Funny thing: I was in Winston-Salem a couple of months ago and heard the same thing. My memory’s not so clear on Richmond and Buffalo, which I’ve also visited recently, but I think health care came up as a major local industry in those cities too. I used to live in Birmingham, Ala., which was formerly all about steel but now prides itself as a medical metropolis. And then there’s Pittsburgh, and …

It seems like, in every smallish big city in America, health care is a key pillar of the local economy. To some extent this is natural: as Barbara said when I ran this by her, retail is a key¬† pillar of every local economy too. But nobody mentions that to you as you drive into town, while they almost always point with pride to the local health care industry as if it’s some kind of national leader. Which of course can’t be true of every smallish big city in America.

So what’s going on? Maybe it’s just that I’ve been going to cities with particularly strong health-care sectors. And it’s certainly possible that lots of different cities have particular specialties that are of national or global importance: Birmingham has the knee-surgery guy, Winston-Salem has its cancer center, Louisville has Humana.

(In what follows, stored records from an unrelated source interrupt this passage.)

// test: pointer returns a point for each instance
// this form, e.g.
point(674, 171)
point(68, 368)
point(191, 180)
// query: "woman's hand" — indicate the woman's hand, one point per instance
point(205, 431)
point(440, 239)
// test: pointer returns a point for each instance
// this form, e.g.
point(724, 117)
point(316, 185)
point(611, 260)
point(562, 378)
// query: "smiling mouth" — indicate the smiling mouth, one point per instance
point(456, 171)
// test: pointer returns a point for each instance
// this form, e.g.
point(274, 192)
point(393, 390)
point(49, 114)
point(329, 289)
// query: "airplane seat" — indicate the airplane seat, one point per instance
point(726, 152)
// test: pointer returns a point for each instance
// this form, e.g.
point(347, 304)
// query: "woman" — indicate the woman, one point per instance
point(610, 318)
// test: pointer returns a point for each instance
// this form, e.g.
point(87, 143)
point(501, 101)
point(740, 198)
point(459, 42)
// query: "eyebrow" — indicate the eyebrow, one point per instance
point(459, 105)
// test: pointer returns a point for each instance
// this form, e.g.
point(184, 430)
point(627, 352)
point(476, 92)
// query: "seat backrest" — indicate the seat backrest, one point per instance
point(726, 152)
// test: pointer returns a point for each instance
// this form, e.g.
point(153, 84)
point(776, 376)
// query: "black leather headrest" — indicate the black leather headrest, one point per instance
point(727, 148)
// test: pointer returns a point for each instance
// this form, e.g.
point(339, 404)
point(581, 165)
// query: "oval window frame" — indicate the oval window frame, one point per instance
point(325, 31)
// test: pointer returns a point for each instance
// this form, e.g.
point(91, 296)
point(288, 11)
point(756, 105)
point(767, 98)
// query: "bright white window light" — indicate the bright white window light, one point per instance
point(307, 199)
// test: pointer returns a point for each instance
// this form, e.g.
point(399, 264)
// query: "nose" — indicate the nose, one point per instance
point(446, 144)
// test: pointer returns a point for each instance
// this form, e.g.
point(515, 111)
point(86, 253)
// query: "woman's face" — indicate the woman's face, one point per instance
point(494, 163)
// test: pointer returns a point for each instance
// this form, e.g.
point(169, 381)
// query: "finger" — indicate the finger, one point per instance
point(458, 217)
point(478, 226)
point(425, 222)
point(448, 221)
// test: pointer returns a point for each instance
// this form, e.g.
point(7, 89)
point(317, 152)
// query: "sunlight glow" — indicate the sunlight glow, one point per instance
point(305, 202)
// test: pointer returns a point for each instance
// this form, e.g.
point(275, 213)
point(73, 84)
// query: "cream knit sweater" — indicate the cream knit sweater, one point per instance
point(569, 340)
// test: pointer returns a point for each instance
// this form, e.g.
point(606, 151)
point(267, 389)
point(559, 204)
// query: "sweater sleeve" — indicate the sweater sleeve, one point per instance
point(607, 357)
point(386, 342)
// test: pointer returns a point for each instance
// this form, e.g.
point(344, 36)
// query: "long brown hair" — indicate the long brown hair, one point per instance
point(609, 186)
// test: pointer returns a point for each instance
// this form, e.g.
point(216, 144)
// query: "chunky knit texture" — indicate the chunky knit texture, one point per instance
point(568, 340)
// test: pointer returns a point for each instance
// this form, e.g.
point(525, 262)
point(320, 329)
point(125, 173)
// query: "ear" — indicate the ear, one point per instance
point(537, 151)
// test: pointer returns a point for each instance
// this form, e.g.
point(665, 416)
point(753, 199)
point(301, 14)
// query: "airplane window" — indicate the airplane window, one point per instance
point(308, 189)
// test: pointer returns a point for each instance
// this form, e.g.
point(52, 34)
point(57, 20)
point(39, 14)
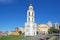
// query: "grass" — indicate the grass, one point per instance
point(12, 37)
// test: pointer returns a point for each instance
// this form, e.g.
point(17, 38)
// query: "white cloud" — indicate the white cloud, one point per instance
point(6, 1)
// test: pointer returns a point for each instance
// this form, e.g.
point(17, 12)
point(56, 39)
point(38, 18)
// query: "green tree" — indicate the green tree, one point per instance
point(20, 32)
point(52, 30)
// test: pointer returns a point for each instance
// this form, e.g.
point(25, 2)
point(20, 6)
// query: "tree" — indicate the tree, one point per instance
point(20, 32)
point(52, 30)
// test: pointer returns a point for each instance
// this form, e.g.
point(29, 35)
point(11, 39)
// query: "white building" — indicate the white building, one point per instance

But I think mainly its just evidence that the health care industry has grown everywhere, and as it has become more specialized, almost all of that growth has been in cities of a certain size and up. So you get these more-concentrated centers of medical activity, but mainly all they’re doing is serving the ever-growing health-care demands of the local population, plus sucking in patients from outlying rural areas and smaller cities who used to stay closer to home. They’re not really adding much of any wealth to the regional economy.

Not that I have any quantitative evidence of any of this. No time for that! I’ve got to catch a plane back to New York. I hear it’s got some great hospitals.